I get on the town local's Facebook page and ask who should I call.  Turns out the town will come and fix it for free.  I tell hubs and he calls and gets an answering service.  4pm we get a call back.  Will be there in half an hour.  Sure enough he shows up about 4:30pm.  Hubs is out buying me a sub for dinner.  I show the guy the pit in the backyard that accesses the line to the street.  The pit is almost 3' deep but is full to the brim with brown water and smells disgusting.  He drags his gear over and asks me for an outlet for his gear.  I get the outdoor outlets working and plug his equipment in.  He starts work.

Hubs gets back hands me my sub; goes in the backyard and hands the guy the last of his cash (the service itself was free); comes back in and raids my wallet for his night out with his friend.  Oh and he is going to see the new science fiction movie in 3D that I would just love.  He leaves.

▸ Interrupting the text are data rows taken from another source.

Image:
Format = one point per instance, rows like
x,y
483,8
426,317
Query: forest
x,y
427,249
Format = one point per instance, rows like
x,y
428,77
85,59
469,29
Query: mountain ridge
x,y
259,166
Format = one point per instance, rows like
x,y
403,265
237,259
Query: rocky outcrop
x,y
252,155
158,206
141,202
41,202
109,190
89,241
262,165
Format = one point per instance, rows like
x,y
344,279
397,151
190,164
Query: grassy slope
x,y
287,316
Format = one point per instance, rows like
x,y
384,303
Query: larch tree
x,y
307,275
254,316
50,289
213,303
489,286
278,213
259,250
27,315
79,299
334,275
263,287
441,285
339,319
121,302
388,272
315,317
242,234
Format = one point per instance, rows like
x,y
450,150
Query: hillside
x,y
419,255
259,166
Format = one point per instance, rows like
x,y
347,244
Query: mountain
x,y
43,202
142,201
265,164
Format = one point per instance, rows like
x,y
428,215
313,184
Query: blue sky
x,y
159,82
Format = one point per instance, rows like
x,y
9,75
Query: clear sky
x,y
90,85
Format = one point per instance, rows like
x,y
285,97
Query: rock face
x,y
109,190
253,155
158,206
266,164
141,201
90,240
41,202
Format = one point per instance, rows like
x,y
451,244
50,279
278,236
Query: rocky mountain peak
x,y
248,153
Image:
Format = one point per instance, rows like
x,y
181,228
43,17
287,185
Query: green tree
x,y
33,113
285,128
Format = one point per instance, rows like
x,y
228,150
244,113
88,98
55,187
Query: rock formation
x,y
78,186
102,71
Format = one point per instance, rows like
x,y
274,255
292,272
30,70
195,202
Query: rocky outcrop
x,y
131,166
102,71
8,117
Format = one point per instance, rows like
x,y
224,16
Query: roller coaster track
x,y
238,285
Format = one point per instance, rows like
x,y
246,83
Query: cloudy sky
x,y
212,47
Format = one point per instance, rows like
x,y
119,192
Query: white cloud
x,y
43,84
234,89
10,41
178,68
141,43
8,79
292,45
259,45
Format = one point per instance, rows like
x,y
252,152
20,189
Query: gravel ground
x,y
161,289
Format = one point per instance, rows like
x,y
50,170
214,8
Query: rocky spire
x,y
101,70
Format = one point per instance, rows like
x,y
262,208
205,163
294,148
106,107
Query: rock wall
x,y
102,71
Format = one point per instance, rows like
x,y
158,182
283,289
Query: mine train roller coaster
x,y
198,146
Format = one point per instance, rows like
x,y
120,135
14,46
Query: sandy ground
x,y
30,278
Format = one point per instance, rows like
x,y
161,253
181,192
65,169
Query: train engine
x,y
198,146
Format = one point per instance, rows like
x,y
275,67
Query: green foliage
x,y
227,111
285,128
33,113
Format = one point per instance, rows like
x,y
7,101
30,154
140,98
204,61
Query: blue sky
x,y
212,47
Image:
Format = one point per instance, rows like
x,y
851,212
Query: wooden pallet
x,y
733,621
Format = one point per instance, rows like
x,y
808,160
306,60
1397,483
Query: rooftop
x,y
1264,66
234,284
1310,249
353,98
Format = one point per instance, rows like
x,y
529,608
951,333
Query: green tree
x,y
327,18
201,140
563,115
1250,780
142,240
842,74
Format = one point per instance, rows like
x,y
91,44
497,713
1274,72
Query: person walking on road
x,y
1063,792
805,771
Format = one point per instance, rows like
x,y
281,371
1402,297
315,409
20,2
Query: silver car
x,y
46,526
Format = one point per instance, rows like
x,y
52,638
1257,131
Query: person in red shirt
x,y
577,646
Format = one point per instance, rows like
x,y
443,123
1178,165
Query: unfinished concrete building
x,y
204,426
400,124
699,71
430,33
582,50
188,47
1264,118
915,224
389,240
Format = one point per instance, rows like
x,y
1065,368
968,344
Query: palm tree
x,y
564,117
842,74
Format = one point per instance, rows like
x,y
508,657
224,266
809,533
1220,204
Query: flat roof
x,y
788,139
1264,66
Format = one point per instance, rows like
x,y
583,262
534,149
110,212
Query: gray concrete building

I eat my sub.  I keep checking on the worker.  Keep asking him if he needs anything.  He needs an extension cord so I run and go find that.  When he plugs in his gear, it pops the breaker.  I have to run into the garage, find the breaker and try to reset it.  (At this point I knew I was cooked.  I have severe CFS and here I am pretending that I'm a normal person.)  I run back out to the deck and still no power so I take the extension cord and run it from the kitchen out to the deck so that he has power and the cats can't get outside.  I go back to watching TV and the cat falls asleep on top of me.

About an hour later he knocks on the door and says he can't clear it so I go out into the yard with him for a chat.  I call hubs and ask him if the pit was full when he dug the shit out of it earlier.  "No."  So I tell the guy and we both decide that maybe the mainline in the road needs clearing out.  He leaves to get another guy to help him out.

By 6pm on the day of my anniversary redux, I'm staring at two town sewer trucks in the middle of my street flushing the main sewer line.  My entire house smells of sewage even though nothing actually backed up into the house itself.  I'm talking to the cat because I'm in the house all by myself.  Back to watching reruns of Elementary.

7pm and I'm on the deck watching the two guys trying to clear out the line from the house to the street.  They need a garden hose and running water.  Off I go to the shed.  Drag out the lawnmower so that I can get into the shed.  Drag out the hoses.  Untangle one and hope that it doesn't leak.  Drag it over to the faucet.  Get it hooked up and turned on.  Drag it over to the far side of the deck.  Untangle it three or four times so that water will actually go through it.  Place it away from the power strip so that the guys don't get electrocuted.  I collapse on one of the deck chairs.  One of the guys asks where hubs got to.  I told him he went off to the movies.  Stunned the guy asked me "You mean he left you here all by yourself to deal with this?" and he didn't even know how sick I am.  Then the whole thing struck me: this was supposed to be my anniversary redo and I'm here breathing in sewer stink helping the workers while able bodied hubs is off watching a new scifi movie with his friend.  What the F is wrong with this picture!?!?

In the irony of all ironies, I'm again eating a meatball sub on my "anniversary" and smelling sewage, just like a month ago.  Only this time I'm alone.  At least I'm not in a sports bar this time and the town sewer workers turned out to be really nice guys.  Hubs on the other hand....  What in f'n hell!?!

I'm done.  I give up.  I'm not planning anything.  I don't want to go out.  I don't give a crap.  If he wanted to take our anniversary redo seriously then he would have never gone out with his friend.  He managed to place the whole thing on my shoulders claiming that I gave him permission to blow it off.  Then me, the sicko, got to stay home with the sewer backup exerting way more energy than I have spoons for while he goes out.  I'm vacillating between being really angry and not giving a shit anymore.

Strangely we are getting along really well.  Probably because I didn't pop a cork and he got to do what he wanted.  In the meantime, I feel vaguely used and slightly depressed.  Oh and I found a gorgeous loft in Chelsea.